For many, family togetherness, more than quick profits, is the chief motivation to buy.

“Now is the time do it–before the kids turn into teenagers and have a million other things on their minds,” says Dom Rossi, 55, a marketing consultant in Westport, Conn. He and his wife, Val, bought a three-bedroom condo last year in a new slope-side development at Okemo Mountain Ski Resort in Ludlow, Vt.

Their daughters, 11 and 8, are both on Okemo ski teams, he notes proudly: “It’s a terrific family experience. I’m not sure we’d do this if we didn’t have the children.”

The flow of new housing capital can be traced partly to the restructuring under way in the ski industry.

American Skiing Co. of Bethel, Maine, has acquired seven New England resorts in the last three years, bringing its current holdings to eight.

The Justice Department recently allowed Vail Resorts Inc. of Avon, Colo., to complete its $310 million acquisition of Colorado’s Breckenridge and Keystone ski areas from Ralcorp Holdings Inc.

In the last four months, Booth Creek Ski Holdings Inc. of Vail, Colo., has bought 10 ski resorts in California, New Hampshire, Washington and Wyoming. Intrawest Corp. of Vancouver, said it would pay $192 million to add the Whistler resort in British Columbia and Copper Mountain in Colorado to its growing North American portfolio.

To draw more skiers, the new owners are adding amenities and putting up homes.

“The market couldn’t be better,” says Gary Raymond, president of resort development for Intrawest, which plans to build 1,300 new condos and townhouses over the next two years.

Intrawest recently sold all 65 available new condos at its Mont Tremblant resort outside Montreal during a one-weekend shopping spree by invited investors.

Vail Resorts held a lottery for the 93 home sites in its Bachelor Gulch Village project; the average lot fetched $776,000.

At Pennsylvania’s Whitetail, 48 federal-style townhouses priced up to $280,000 will be completed this winter.

“We didn’t spend a lot of time studying the real estate market in the area,” says Stephen K. Rice, president of Whitetail Ski Co., the developer. “We had so many requests from our skiers that we knew there was a lot of pent-up demand.”

But will it last?
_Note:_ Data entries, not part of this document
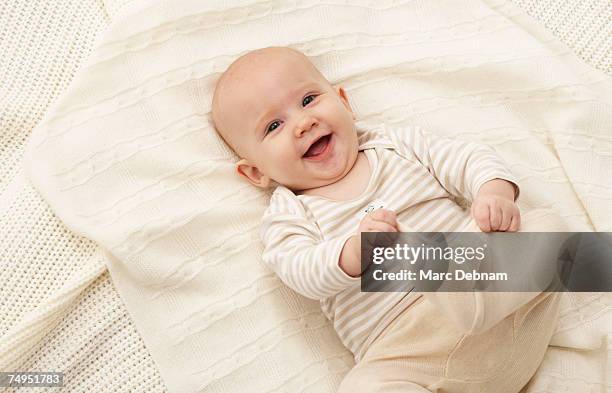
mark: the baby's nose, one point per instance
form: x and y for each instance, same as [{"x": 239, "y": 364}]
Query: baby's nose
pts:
[{"x": 306, "y": 124}]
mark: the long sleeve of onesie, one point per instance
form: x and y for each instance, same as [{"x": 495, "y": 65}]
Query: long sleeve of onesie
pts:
[
  {"x": 295, "y": 249},
  {"x": 461, "y": 167}
]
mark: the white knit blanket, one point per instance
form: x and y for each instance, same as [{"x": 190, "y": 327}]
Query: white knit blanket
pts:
[{"x": 128, "y": 158}]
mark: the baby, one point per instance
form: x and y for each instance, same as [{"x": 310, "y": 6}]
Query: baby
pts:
[{"x": 298, "y": 133}]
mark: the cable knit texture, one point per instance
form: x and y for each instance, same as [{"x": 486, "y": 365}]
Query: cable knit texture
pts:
[{"x": 127, "y": 157}]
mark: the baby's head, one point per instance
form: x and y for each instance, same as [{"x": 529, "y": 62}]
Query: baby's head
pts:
[{"x": 285, "y": 120}]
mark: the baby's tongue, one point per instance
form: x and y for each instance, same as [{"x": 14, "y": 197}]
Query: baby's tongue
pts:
[{"x": 317, "y": 147}]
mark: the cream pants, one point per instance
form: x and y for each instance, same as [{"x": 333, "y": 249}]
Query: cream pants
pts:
[{"x": 462, "y": 342}]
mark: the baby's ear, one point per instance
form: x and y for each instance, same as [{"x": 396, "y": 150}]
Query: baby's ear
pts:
[
  {"x": 250, "y": 172},
  {"x": 344, "y": 97}
]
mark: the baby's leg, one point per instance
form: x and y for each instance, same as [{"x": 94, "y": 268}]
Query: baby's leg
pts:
[
  {"x": 476, "y": 312},
  {"x": 377, "y": 378}
]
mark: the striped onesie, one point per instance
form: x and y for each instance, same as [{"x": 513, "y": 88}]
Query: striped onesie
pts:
[{"x": 413, "y": 174}]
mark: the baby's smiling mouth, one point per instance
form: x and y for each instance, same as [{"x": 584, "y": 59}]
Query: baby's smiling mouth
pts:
[{"x": 318, "y": 147}]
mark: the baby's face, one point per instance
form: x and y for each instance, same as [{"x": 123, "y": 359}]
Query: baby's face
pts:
[{"x": 286, "y": 121}]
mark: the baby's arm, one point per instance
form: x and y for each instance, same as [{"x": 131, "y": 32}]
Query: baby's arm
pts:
[
  {"x": 471, "y": 170},
  {"x": 295, "y": 249},
  {"x": 380, "y": 220}
]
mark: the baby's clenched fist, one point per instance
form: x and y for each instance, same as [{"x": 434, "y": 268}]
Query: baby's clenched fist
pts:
[
  {"x": 493, "y": 213},
  {"x": 379, "y": 220}
]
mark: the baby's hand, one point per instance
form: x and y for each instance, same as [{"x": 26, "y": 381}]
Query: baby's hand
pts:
[
  {"x": 379, "y": 220},
  {"x": 495, "y": 213}
]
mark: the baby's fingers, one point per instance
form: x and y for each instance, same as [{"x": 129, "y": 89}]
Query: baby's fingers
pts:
[
  {"x": 481, "y": 215},
  {"x": 515, "y": 223},
  {"x": 495, "y": 216},
  {"x": 386, "y": 216},
  {"x": 379, "y": 226}
]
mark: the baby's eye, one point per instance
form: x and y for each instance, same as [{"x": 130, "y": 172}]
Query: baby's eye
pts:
[
  {"x": 273, "y": 126},
  {"x": 308, "y": 99}
]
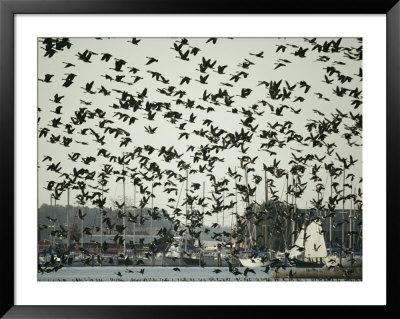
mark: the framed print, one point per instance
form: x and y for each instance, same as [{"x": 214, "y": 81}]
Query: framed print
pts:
[{"x": 197, "y": 155}]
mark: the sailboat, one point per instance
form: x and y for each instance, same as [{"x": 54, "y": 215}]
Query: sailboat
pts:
[{"x": 309, "y": 248}]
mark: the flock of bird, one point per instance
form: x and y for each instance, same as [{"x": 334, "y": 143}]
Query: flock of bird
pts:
[{"x": 100, "y": 139}]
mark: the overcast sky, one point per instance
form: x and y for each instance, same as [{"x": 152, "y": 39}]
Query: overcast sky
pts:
[{"x": 230, "y": 52}]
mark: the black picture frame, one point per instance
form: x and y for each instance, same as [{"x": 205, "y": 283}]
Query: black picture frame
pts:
[{"x": 8, "y": 10}]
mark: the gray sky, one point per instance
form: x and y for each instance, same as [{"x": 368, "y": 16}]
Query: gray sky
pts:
[{"x": 230, "y": 52}]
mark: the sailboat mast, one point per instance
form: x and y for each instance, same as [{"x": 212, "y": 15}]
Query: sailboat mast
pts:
[
  {"x": 287, "y": 209},
  {"x": 350, "y": 218},
  {"x": 266, "y": 186},
  {"x": 293, "y": 211},
  {"x": 344, "y": 178},
  {"x": 187, "y": 189},
  {"x": 123, "y": 207},
  {"x": 330, "y": 220}
]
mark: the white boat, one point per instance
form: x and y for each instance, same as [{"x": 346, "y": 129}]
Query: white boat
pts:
[
  {"x": 262, "y": 259},
  {"x": 309, "y": 249}
]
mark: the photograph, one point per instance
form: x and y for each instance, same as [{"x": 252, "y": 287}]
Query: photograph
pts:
[{"x": 199, "y": 159}]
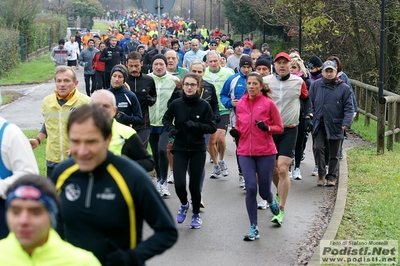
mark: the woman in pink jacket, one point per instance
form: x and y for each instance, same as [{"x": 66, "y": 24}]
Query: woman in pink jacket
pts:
[{"x": 257, "y": 119}]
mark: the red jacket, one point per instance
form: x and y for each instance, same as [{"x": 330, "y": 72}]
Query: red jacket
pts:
[
  {"x": 253, "y": 140},
  {"x": 97, "y": 64}
]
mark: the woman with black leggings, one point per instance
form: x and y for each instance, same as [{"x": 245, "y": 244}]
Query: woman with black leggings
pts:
[{"x": 187, "y": 120}]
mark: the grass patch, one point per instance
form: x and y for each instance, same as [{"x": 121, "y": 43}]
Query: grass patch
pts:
[
  {"x": 38, "y": 70},
  {"x": 40, "y": 152},
  {"x": 9, "y": 96},
  {"x": 372, "y": 208},
  {"x": 101, "y": 26}
]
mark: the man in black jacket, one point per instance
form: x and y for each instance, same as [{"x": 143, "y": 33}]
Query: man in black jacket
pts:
[
  {"x": 125, "y": 140},
  {"x": 105, "y": 198},
  {"x": 112, "y": 55},
  {"x": 145, "y": 90}
]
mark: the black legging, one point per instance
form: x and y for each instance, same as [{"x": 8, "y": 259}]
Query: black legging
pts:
[
  {"x": 299, "y": 149},
  {"x": 90, "y": 89},
  {"x": 195, "y": 160}
]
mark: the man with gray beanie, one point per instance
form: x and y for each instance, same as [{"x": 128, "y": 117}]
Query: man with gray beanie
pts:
[
  {"x": 165, "y": 85},
  {"x": 233, "y": 61},
  {"x": 234, "y": 88},
  {"x": 32, "y": 206}
]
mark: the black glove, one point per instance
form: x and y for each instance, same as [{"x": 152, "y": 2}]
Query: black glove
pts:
[
  {"x": 117, "y": 257},
  {"x": 217, "y": 118},
  {"x": 234, "y": 133},
  {"x": 119, "y": 115},
  {"x": 262, "y": 125},
  {"x": 150, "y": 101},
  {"x": 191, "y": 124},
  {"x": 172, "y": 133},
  {"x": 308, "y": 125}
]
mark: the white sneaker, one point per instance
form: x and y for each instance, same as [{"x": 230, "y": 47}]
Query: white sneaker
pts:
[
  {"x": 241, "y": 181},
  {"x": 315, "y": 171},
  {"x": 164, "y": 190},
  {"x": 262, "y": 205},
  {"x": 297, "y": 174},
  {"x": 216, "y": 172},
  {"x": 223, "y": 167},
  {"x": 170, "y": 178}
]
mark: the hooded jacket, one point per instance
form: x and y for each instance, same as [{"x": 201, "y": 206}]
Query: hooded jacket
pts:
[
  {"x": 165, "y": 85},
  {"x": 187, "y": 109},
  {"x": 332, "y": 107}
]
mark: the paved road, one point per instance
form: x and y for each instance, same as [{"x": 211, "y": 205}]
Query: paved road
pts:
[{"x": 219, "y": 241}]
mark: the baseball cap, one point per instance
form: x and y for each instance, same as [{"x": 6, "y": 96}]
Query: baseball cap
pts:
[{"x": 282, "y": 54}]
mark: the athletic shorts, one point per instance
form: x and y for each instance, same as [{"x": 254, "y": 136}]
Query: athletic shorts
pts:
[
  {"x": 286, "y": 142},
  {"x": 223, "y": 124},
  {"x": 71, "y": 62}
]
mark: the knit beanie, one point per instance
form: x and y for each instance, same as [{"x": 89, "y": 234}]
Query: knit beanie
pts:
[
  {"x": 314, "y": 62},
  {"x": 245, "y": 60},
  {"x": 122, "y": 69},
  {"x": 263, "y": 61},
  {"x": 174, "y": 42},
  {"x": 159, "y": 56},
  {"x": 238, "y": 43}
]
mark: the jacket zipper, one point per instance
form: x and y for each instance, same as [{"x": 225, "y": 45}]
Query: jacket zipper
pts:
[
  {"x": 89, "y": 191},
  {"x": 61, "y": 133}
]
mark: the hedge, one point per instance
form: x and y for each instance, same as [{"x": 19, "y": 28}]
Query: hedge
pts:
[{"x": 9, "y": 52}]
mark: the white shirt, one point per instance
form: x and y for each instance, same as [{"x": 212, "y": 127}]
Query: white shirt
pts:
[
  {"x": 73, "y": 48},
  {"x": 17, "y": 156}
]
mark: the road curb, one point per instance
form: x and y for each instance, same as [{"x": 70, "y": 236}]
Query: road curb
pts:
[{"x": 338, "y": 210}]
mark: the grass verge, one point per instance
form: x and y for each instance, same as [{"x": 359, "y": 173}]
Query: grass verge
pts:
[
  {"x": 101, "y": 26},
  {"x": 372, "y": 208},
  {"x": 38, "y": 70}
]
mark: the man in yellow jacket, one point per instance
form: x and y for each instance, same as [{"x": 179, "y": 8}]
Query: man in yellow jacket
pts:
[
  {"x": 56, "y": 109},
  {"x": 32, "y": 206}
]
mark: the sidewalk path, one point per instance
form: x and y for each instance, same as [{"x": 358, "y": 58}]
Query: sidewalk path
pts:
[{"x": 225, "y": 222}]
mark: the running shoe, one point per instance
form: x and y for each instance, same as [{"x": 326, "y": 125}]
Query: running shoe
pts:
[
  {"x": 158, "y": 187},
  {"x": 170, "y": 178},
  {"x": 321, "y": 181},
  {"x": 253, "y": 234},
  {"x": 262, "y": 205},
  {"x": 297, "y": 174},
  {"x": 196, "y": 221},
  {"x": 241, "y": 181},
  {"x": 290, "y": 175},
  {"x": 277, "y": 198},
  {"x": 274, "y": 207},
  {"x": 278, "y": 219},
  {"x": 223, "y": 167},
  {"x": 216, "y": 172},
  {"x": 330, "y": 183},
  {"x": 164, "y": 189},
  {"x": 315, "y": 171},
  {"x": 181, "y": 217}
]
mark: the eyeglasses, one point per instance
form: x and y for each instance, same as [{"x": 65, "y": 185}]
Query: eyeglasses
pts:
[{"x": 190, "y": 84}]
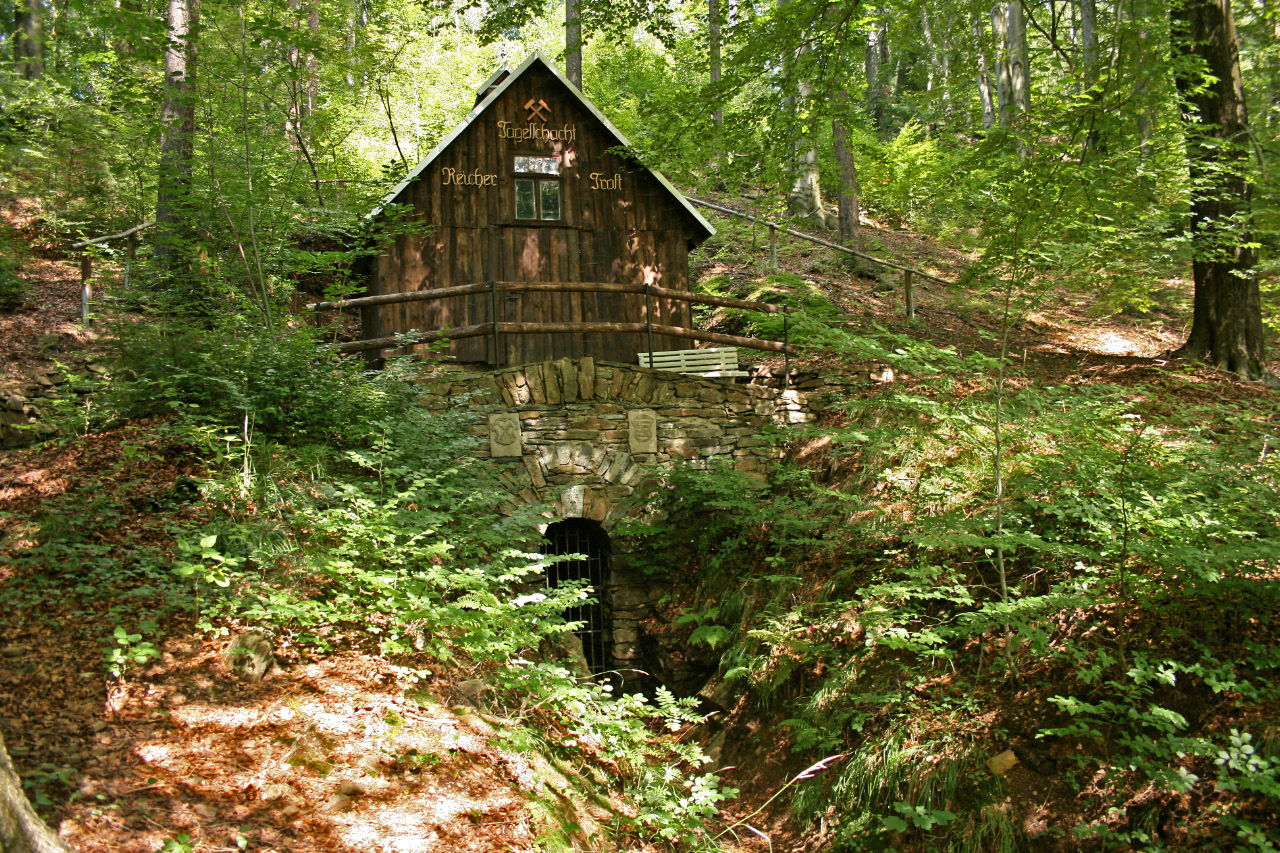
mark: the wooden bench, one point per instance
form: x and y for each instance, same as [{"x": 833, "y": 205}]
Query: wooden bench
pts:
[{"x": 712, "y": 361}]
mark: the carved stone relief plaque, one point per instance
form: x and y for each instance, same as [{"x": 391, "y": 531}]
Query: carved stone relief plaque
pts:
[
  {"x": 504, "y": 434},
  {"x": 643, "y": 430}
]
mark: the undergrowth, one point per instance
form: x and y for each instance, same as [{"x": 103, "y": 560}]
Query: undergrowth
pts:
[
  {"x": 1130, "y": 664},
  {"x": 338, "y": 511}
]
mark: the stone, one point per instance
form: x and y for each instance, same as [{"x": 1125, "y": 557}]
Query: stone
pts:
[
  {"x": 504, "y": 434},
  {"x": 571, "y": 502},
  {"x": 643, "y": 430},
  {"x": 336, "y": 804},
  {"x": 351, "y": 788},
  {"x": 1002, "y": 763},
  {"x": 568, "y": 379},
  {"x": 277, "y": 792},
  {"x": 250, "y": 656},
  {"x": 586, "y": 378}
]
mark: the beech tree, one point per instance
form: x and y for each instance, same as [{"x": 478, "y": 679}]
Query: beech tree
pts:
[
  {"x": 1226, "y": 324},
  {"x": 178, "y": 128}
]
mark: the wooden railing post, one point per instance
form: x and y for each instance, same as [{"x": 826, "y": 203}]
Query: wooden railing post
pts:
[
  {"x": 786, "y": 350},
  {"x": 497, "y": 334},
  {"x": 86, "y": 284},
  {"x": 133, "y": 256},
  {"x": 648, "y": 318}
]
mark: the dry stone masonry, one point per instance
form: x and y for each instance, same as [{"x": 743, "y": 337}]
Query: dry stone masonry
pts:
[{"x": 584, "y": 436}]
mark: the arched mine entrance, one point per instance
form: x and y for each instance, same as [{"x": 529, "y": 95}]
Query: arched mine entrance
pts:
[{"x": 588, "y": 539}]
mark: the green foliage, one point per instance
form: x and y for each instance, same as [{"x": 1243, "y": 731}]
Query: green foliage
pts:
[
  {"x": 246, "y": 378},
  {"x": 13, "y": 287}
]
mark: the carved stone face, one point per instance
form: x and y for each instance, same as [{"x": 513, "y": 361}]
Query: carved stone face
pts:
[
  {"x": 504, "y": 434},
  {"x": 643, "y": 430}
]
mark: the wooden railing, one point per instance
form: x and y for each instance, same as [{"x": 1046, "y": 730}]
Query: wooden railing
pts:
[
  {"x": 87, "y": 261},
  {"x": 498, "y": 328},
  {"x": 909, "y": 273}
]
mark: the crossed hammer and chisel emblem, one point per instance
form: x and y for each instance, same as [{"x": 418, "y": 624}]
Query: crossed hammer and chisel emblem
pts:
[{"x": 538, "y": 109}]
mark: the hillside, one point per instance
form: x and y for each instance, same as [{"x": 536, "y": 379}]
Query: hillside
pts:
[{"x": 850, "y": 612}]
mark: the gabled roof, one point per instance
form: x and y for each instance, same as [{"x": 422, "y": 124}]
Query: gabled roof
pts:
[{"x": 494, "y": 94}]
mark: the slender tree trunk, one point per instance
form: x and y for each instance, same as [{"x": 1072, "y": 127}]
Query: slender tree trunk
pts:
[
  {"x": 1226, "y": 324},
  {"x": 713, "y": 44},
  {"x": 850, "y": 231},
  {"x": 874, "y": 71},
  {"x": 177, "y": 145},
  {"x": 1004, "y": 77},
  {"x": 574, "y": 42},
  {"x": 1089, "y": 41},
  {"x": 1019, "y": 60},
  {"x": 21, "y": 829},
  {"x": 988, "y": 105},
  {"x": 1143, "y": 58},
  {"x": 938, "y": 63},
  {"x": 312, "y": 62},
  {"x": 28, "y": 39}
]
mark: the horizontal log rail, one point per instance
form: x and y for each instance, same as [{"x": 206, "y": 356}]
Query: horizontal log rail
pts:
[
  {"x": 549, "y": 287},
  {"x": 87, "y": 263},
  {"x": 819, "y": 241},
  {"x": 553, "y": 328}
]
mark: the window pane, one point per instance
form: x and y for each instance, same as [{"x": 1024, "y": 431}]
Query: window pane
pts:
[
  {"x": 551, "y": 199},
  {"x": 538, "y": 165},
  {"x": 526, "y": 204}
]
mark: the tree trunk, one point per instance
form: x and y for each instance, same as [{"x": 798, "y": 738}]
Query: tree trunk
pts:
[
  {"x": 21, "y": 829},
  {"x": 805, "y": 196},
  {"x": 1019, "y": 60},
  {"x": 850, "y": 232},
  {"x": 1004, "y": 77},
  {"x": 574, "y": 42},
  {"x": 988, "y": 105},
  {"x": 1089, "y": 41},
  {"x": 28, "y": 39},
  {"x": 874, "y": 68},
  {"x": 713, "y": 44},
  {"x": 177, "y": 145},
  {"x": 938, "y": 62},
  {"x": 1226, "y": 324}
]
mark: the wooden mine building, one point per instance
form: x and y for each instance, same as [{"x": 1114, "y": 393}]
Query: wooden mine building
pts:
[{"x": 533, "y": 188}]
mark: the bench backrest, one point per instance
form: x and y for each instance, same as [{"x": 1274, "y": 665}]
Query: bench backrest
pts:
[{"x": 713, "y": 359}]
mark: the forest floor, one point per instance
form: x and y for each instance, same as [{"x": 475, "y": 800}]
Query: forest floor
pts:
[{"x": 179, "y": 755}]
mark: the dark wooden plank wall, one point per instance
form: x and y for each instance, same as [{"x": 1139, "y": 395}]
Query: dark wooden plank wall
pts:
[{"x": 607, "y": 236}]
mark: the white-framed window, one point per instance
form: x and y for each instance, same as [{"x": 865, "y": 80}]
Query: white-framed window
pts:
[{"x": 538, "y": 187}]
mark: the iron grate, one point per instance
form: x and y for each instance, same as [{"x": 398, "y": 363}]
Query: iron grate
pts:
[{"x": 586, "y": 538}]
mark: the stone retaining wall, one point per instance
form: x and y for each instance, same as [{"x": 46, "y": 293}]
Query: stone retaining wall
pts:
[{"x": 586, "y": 438}]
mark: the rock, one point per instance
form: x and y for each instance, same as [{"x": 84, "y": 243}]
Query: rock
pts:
[
  {"x": 336, "y": 804},
  {"x": 1002, "y": 763},
  {"x": 250, "y": 656},
  {"x": 351, "y": 788},
  {"x": 277, "y": 792}
]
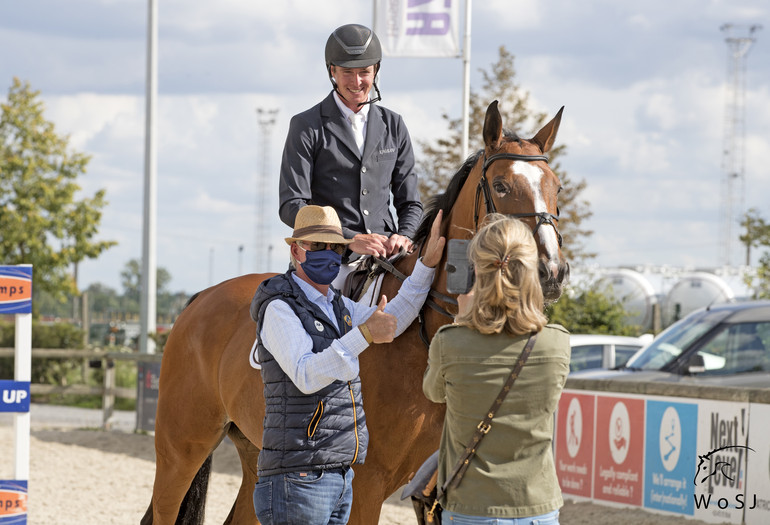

Skiing historically has been a boom-and-bust industry.

According to the National Ski Areas Association in Lakewood, Colo., the number of lift tickets sold at U.S. alpine resorts has been essentially flat in the past decade and analysts don’t foresee traffic surging in coming years.

In fact, while the number of snowboarders grew by 55 percent, or 800,000, from 1990 to 1995, the number of alpine skiers fell by 18 percent, or 2.1 million, according to a survey by the National Sporting Goods Association. The survey did show a sharp rise in skiing among the middle-aged.

Moreover, developers take comfort in a second demographic bulge: the 78 million “echo boomers,” aged 18 and under, who represent a promising future market of skiers and snowboarders.

The longstanding shortage of beds at many resorts and a growing effort to turn ski areas into year-round resorts also justify optimism, many in the industry maintain.

“For the first time in a long time, the stars seem to be aligned,” says George Gillett, chairman of Booth Creek Holdings and former owner of the ski resort at Vail.

Developers are also looking for ways to attract a broader spectrum of buyers.

In a strategy that expands on the one-week time share, American Skiing plans to build nine condominium-hotels at its New England resorts that owners will use 13 weeks a year on a rotating schedule and can rent out in their absence. Five are in development.